Ursula Häring erinnert sich noch sehr genau an die Vertreibung aus Schlesien vor 70 Jahren. Außer einem Familienbild ist ihr aus der alten Heimat kaum etwas geblieben.

(WN)Nordwalde – Sieben Jahrzehnte ist es fast her, dass Ursula Häring Silvester das letzte Mal in ihrer alten Heimat gefeiert hat. Pfingsten 1946 kam sie nach Nordwalde. „Wir wurden aus Waldenburg in Schlesien vertrieben“, erzählt sie. Wichtig ist ihr dabei, dass sie keine „Flüchtlinge“ waren, wie derzeit die Menschen aus Syrien oder Afghanistan genannt werden, die in Deutschland Asyl suchen.

„Freiwillig wären wir nie gegangen“, stellt Häring mit Nachdruck fest. Die wichtigsten Dinge waren bereits gepackt, als sie gehen mussten und die Wohnungen hinter ihnen von den Polen versiegelt wurden. Da durfte nicht einmal die Puppe der Schwester noch geholt werden, die diese vergessen hatte. Zusammen mit zwei jüngeren Schwestern und der Mutter ging es damals zwei Wochen lang – zuerst im Güterwaggon, dann im Personenzug – Richtung Westen. 17 Personen im Waggon, ein bisschen Stroh in einer Ecke als Schlafplatz und ein Eimer in der anderen Ecke als Toilette.

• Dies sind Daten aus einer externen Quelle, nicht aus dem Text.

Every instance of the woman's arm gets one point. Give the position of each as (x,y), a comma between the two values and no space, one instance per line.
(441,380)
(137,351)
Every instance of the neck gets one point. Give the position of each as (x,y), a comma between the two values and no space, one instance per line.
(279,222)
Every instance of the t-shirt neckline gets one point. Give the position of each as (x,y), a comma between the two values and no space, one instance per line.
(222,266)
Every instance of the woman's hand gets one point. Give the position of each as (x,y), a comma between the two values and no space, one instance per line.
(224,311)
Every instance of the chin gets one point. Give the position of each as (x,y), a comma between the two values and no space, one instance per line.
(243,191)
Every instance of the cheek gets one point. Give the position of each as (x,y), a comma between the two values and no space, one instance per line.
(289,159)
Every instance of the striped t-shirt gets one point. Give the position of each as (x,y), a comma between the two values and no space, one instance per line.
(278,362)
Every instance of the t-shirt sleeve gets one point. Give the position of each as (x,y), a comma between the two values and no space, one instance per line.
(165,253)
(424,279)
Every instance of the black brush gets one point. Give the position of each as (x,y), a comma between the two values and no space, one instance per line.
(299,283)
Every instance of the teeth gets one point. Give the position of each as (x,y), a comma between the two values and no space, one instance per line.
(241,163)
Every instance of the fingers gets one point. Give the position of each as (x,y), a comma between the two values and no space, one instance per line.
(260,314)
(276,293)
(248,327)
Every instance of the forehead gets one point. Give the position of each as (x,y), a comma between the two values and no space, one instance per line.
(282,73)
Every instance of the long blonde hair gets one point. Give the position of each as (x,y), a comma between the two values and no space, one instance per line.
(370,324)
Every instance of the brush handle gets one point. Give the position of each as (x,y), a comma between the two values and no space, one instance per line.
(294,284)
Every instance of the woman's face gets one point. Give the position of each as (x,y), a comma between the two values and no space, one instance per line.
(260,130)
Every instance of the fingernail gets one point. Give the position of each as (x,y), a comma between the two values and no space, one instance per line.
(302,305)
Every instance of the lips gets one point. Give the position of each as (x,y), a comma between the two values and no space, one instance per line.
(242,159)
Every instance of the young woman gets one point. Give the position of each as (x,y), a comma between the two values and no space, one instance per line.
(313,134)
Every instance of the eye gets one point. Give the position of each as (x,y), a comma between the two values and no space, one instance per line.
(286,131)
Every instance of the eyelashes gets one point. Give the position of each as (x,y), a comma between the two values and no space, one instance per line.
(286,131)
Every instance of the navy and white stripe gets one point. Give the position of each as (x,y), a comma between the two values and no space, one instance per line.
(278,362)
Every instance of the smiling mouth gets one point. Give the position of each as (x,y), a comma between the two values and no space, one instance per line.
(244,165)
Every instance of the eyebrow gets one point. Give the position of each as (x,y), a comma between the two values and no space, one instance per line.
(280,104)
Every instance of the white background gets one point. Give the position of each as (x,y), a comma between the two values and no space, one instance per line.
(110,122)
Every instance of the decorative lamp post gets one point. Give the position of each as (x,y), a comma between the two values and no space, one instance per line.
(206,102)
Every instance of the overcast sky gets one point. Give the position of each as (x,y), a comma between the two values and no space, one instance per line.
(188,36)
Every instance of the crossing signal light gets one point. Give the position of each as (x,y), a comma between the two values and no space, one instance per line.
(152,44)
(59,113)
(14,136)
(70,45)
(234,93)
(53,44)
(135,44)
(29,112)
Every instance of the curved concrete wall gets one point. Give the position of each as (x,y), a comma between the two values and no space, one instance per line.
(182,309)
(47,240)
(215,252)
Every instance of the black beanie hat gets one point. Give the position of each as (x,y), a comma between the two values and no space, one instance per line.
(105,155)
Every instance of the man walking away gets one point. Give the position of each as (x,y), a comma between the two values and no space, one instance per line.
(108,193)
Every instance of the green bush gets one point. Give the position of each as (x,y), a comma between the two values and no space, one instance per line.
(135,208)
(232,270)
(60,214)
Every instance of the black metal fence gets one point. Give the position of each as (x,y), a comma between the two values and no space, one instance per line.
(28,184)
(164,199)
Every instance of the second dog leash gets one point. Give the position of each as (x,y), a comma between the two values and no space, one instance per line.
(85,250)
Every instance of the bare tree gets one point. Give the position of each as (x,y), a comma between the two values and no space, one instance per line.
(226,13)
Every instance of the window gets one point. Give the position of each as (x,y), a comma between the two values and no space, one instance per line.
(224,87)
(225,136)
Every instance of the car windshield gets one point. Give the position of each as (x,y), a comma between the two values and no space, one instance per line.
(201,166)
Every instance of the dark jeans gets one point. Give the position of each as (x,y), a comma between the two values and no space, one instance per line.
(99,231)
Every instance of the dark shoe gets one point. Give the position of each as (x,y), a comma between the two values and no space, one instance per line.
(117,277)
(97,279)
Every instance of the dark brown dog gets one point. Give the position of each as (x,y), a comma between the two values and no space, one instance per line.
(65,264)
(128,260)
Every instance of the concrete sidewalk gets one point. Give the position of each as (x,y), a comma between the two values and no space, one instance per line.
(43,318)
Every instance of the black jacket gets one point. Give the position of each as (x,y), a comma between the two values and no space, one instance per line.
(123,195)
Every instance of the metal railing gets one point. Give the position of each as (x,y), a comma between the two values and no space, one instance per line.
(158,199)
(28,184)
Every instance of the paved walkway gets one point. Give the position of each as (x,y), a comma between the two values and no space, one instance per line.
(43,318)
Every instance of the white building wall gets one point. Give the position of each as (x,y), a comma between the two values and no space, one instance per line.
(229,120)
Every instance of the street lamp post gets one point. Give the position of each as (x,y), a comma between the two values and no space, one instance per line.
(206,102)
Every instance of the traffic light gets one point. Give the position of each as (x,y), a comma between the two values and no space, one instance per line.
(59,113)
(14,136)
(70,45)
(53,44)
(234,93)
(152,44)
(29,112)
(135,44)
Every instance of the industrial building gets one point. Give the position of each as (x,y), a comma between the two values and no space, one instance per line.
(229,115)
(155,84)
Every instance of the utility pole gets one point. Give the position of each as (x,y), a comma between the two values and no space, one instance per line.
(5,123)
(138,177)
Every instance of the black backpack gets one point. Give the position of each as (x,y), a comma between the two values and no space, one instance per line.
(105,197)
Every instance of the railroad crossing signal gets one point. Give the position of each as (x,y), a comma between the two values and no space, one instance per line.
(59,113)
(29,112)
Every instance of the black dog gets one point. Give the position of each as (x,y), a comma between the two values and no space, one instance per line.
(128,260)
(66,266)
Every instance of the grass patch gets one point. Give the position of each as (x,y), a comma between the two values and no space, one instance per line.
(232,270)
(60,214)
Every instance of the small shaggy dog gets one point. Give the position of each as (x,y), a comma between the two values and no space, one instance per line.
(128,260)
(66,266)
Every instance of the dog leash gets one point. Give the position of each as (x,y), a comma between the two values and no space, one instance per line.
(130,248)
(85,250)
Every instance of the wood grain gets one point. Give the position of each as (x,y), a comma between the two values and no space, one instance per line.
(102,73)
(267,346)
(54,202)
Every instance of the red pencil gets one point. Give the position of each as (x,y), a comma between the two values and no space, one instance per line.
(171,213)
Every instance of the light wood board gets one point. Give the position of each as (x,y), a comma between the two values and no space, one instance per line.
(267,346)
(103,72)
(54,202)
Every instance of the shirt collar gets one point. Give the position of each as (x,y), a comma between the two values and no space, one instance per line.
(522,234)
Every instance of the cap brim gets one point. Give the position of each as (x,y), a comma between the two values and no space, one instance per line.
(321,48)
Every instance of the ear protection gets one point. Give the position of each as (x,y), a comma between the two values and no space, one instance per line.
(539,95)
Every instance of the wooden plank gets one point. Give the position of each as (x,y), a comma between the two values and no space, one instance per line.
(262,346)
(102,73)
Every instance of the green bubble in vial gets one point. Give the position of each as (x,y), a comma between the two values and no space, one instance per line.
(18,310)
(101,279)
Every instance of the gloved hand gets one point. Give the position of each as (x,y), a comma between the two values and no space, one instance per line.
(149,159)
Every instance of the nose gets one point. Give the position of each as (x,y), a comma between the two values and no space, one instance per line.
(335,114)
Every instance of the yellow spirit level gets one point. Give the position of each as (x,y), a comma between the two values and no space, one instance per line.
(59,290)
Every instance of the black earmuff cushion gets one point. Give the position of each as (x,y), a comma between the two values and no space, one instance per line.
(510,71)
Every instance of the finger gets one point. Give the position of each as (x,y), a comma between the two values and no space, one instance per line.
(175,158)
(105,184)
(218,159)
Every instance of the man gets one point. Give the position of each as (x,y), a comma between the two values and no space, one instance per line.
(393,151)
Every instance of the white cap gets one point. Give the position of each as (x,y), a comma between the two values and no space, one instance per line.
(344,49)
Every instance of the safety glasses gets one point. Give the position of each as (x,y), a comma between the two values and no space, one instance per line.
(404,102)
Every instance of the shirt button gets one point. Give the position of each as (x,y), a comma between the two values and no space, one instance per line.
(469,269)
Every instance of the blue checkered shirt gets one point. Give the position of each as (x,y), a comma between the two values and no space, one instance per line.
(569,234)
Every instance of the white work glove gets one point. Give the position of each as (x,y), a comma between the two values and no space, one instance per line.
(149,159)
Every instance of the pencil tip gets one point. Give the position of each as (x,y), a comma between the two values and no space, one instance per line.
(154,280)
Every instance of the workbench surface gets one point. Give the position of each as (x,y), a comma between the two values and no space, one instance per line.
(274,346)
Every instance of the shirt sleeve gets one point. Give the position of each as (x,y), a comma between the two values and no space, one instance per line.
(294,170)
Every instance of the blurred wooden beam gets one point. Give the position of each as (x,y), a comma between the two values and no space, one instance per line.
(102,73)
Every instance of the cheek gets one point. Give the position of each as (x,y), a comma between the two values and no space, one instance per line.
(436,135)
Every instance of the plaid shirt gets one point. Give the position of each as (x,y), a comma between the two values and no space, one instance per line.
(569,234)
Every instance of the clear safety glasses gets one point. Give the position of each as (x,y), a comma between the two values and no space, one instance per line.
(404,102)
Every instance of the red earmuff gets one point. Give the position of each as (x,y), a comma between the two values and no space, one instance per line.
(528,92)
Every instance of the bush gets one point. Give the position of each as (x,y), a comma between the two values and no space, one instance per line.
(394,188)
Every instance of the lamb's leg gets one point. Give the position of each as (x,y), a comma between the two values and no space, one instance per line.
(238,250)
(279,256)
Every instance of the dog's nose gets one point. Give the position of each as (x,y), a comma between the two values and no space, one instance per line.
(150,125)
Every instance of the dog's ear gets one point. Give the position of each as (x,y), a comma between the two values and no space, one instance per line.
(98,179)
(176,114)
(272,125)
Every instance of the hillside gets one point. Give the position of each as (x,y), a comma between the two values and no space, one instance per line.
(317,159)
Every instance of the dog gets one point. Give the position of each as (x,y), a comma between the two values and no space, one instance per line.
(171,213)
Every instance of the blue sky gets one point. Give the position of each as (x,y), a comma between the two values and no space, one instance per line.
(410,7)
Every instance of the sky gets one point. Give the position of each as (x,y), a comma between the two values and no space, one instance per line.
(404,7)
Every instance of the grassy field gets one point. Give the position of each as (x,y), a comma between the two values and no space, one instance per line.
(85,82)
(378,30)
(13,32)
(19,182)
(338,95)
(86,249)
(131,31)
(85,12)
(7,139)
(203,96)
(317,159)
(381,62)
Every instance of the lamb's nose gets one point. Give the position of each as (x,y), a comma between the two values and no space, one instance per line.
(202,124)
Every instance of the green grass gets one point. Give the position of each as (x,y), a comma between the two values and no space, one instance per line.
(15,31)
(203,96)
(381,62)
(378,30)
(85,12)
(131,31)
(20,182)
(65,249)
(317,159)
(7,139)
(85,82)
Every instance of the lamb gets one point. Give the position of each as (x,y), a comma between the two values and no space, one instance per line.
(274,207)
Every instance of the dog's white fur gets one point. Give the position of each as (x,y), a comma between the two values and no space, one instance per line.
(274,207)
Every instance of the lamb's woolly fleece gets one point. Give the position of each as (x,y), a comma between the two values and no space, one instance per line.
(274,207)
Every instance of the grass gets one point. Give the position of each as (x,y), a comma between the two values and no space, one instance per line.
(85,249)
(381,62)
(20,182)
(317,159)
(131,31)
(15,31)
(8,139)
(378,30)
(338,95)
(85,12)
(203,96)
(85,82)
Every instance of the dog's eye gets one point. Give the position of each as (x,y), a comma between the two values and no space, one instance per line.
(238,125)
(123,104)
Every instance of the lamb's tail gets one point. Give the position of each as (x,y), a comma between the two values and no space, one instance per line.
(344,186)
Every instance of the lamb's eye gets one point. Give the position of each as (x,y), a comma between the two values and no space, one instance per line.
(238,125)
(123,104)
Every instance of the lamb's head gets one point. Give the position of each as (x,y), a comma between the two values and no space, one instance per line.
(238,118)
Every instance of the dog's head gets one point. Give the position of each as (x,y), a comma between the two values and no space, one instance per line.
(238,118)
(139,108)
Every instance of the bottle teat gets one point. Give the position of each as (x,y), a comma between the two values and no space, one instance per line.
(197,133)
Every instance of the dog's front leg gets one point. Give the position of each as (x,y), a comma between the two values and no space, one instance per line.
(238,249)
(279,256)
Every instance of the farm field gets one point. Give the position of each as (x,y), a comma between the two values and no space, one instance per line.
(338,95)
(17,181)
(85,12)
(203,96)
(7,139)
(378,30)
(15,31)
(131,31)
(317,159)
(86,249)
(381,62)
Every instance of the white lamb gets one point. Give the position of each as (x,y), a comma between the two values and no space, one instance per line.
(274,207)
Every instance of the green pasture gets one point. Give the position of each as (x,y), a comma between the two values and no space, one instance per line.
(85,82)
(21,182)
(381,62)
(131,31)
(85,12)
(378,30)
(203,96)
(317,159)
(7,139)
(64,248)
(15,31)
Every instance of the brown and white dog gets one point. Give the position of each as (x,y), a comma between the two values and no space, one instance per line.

Immer Richtung Westen bis Maria Veen fuhr die Bahn. Dann schließlich nach Rheine. Von dort schaukelten sie auf einer Lkw-Ladefläche nach Nordwalde. „Hier wurden wir aufgeteilt und die meisten von Bauern abgeholt“, erinnert sich Ursula Häring. Am nächsten Morgen um 6 Uhr war Wecken angesagt zum Arbeiten. Ihre beiden kleinen Schwestern kamen zu einer anderen Familie. Nach der Schule hieß es für die Kinder: Kartoffeln schälen oder bei der Heuernte helfen. Ursula musste melken lernen. Damals wurde das noch ohne Maschinen erledigt. Ihrer Mutter brachte es eine Sehnenscheidenentzündung ein. Integrationstreffs wie heute gab es nicht.

„Man musste schnell auf die Füße kommen, wenn man von den Höfen weg wollte“, erinnert sich Häring. Als 14-Jährige hat sie nachts bei Fraling gearbeitet, weil dann Strom für die Maschinen vorhanden war. „Wir haben mit vier Personen in Doppelstockbetten in einem Zimmer an der Emsdettener Straße gewohnt“, beschreibt sie die Situation vor 70 Jahren. Von der Gemeinde hatte es am Anfang mal Geld für die Mutter mit den drei Mädchen gegeben. Als aber die Rente des gefallenen Vaters gezahlt wurde, wurde das Geld gleich damit wieder verrechnet.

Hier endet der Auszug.